Télémaque retrouva son canot, reprit la mer, et une troisième tempête le jeta dans l'île des Lotophages.

C'étaient des hommes polis, pleins d'esprit, et d'une humeur égale et douce. Leur Roi offrit à manger à Télémaque une fleur de lotus.

— Je n'en mangerai point, dit le jeune héros ; car ceci est la fleur de l'oubli, et je veux me souvenir

— C'est pourtant un grand bien d'oublier, reprit le Roi. Grâce à celte fleur, qui est notre unique aliment, nous ignorons la peine, le regret, le désir, et toutes les passions qui troublent les malheureux mortels. Mais, au reste, nous ne forçons personne à manger la fleur divine.

Télémaque vécut quelques semaines des provisions qu'il avait sauvées de son naufrage. Puis, comme il n'y avait pas dans l'île de fruits ni d'animaux bons à manger, il se nourrit, comme il put, de coquillages et de poissons.

* * *

— Ainsi, dit-il un jour au Roi, la fleur de lotus fait oublier aux hommes même ce qu'ils désirent ou ce dont ils souffrent le plus ?

— Assurément, dit le Roi.

— Oh ! dit Télémaque, elle ne me ferait jamais oublier la belle Nausicaa.

— Essayez donc.

— Si j'essaye, c'est que je suis bien sûr que le lotus ne saurait faire ce que n'ont pu les artifices d'une magicienne.

Il mangea la fleur et s'endormit.

Je veux dire qu'il se mit à vivre de la même façon que les doux Lotophages, jouissant de l'heure présente et ne se souciant d'aucune chose. Seulement, il sentait quelquefois, au fond de son cœur, comme le ressouvenir d'une ancienne blessure, sans qu'il pût savoir au juste ce que c'était.

Lorsqu'il s'éveilla, il n'avait point oublié la fille d'Alcinoüs ; mais vingt années s'étaient écoulées sans qu'il s'en aperçût : il avait fallu tout ce temps à son amour pour vaincre l'influence de la fleur d'oubli.

— Ce sont les vingt meilleures années de votre vie, lui dit le Roi.

Mais Télémaque ne le crut pas.

* * *

Il prit poliment congé de ses hôtes.

Je ne vous dirai point les autres aventures où l'engagea, tantôt la nécessité, tantôt la curiosité de voir des choses nouvelles, soit dans l'île des Sirènes, soit dans l'île du Soleil, soit dans l'île des Lestrygons, ni comment son amour fut assez fort pour le tirer de tous ces dangers et l'arracher à ces divers séjours.

* * *

Une dernière tempête le poussa vers l'embouchure d'un fleuve, dans l'île désirée, au pays des Phéaciens.

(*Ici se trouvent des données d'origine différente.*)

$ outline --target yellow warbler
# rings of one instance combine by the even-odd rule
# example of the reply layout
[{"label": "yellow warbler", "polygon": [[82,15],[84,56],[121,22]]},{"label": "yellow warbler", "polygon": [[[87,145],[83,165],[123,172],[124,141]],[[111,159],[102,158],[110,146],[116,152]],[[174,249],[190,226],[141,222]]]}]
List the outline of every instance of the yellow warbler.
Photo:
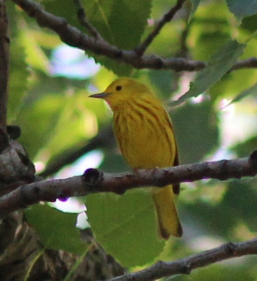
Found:
[{"label": "yellow warbler", "polygon": [[[113,128],[121,152],[133,169],[163,167],[179,164],[174,133],[169,116],[160,101],[143,84],[122,78],[103,93],[90,95],[104,99],[113,112]],[[182,230],[176,207],[179,185],[152,193],[159,233],[167,239],[180,237]]]}]

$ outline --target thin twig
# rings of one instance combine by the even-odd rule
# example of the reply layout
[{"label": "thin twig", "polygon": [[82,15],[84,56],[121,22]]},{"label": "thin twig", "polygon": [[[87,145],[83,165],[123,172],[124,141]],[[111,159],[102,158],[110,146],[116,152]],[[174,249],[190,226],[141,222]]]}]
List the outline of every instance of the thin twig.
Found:
[{"label": "thin twig", "polygon": [[89,169],[82,176],[50,180],[26,184],[0,198],[0,219],[19,209],[40,201],[86,196],[90,193],[115,192],[121,194],[138,187],[160,187],[203,179],[225,180],[257,175],[257,151],[249,157],[203,162],[166,168],[137,170],[134,173],[108,174]]},{"label": "thin twig", "polygon": [[[182,58],[164,59],[155,55],[138,56],[134,51],[121,50],[106,41],[96,40],[68,24],[65,19],[47,12],[40,5],[31,0],[12,0],[28,15],[34,17],[40,26],[58,34],[64,43],[130,64],[135,68],[193,71],[203,69],[207,65],[204,62],[190,61]],[[243,68],[244,65],[240,67]]]},{"label": "thin twig", "polygon": [[8,19],[4,0],[0,0],[0,127],[6,132],[9,70]]},{"label": "thin twig", "polygon": [[156,24],[155,26],[148,35],[146,39],[138,47],[135,49],[135,52],[138,56],[142,56],[145,52],[147,47],[150,45],[154,38],[158,35],[164,25],[171,21],[178,11],[181,9],[182,5],[185,0],[178,0],[177,4],[160,19]]},{"label": "thin twig", "polygon": [[74,2],[76,5],[77,10],[77,18],[81,26],[85,27],[90,32],[92,36],[97,40],[103,40],[96,29],[87,20],[86,13],[80,0],[74,0]]},{"label": "thin twig", "polygon": [[238,61],[236,63],[233,65],[230,71],[241,69],[242,68],[257,68],[257,59],[256,58],[249,58],[246,60]]},{"label": "thin twig", "polygon": [[151,281],[177,274],[189,274],[196,268],[229,258],[251,254],[257,254],[257,238],[239,243],[226,243],[211,250],[173,261],[158,261],[147,268],[113,278],[109,281]]}]

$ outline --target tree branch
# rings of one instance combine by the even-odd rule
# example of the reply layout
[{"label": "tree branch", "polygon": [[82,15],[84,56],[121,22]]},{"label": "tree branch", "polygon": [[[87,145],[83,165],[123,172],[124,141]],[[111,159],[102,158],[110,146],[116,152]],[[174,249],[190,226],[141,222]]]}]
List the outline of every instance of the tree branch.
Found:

Il gagna la rive ; un bois était proche. Il amoncela des feuilles et, comme il était nu, il s'en recouvrit tout entier. Il s'endormit... Tout à coup, un bruit d'eau rejaillissante le réveilla.

Télémaque ouvrit les yeux et vit des servantes qui lavaient du linge sous les ordres d'une femme âgée et richement vêtue.

Il se leva, en ayant soin de voiler sa nudité d'une branche touffue, et s'approcha de cette femme. Elle avait la taille épaisse et lourde, et des mèches de cheveux gris s'échappaient de ses bandelettes. On voyait bien qu'elle avait été belle, mais elle ne l'était plus.

Télémaque lui demanda l'hospitalité. Elle lui répondit avec bienveillance et lui fit donner des vêtements par ses femmes :

— Et maintenant, mon hôte, je vais vous conduire dans la maison du Roi.

— Seriez-vous la Reine ? demanda Télémaque.

— Vous l'avez dit, ô étranger.

Alors Télémaque, se réjouissant dans son cœur :

— Puissent les dieux accorder longue vie à la mère de la belle Nausicaa !

— Nausicaa, c'est moi, répondit la Reine... Mais qu'avez-vous, vénérable vieillard ?...

* * *

Sur son canot réparé à la hâte, sans regarder derrière lui, le vieux Télémaque regagna la haute mer.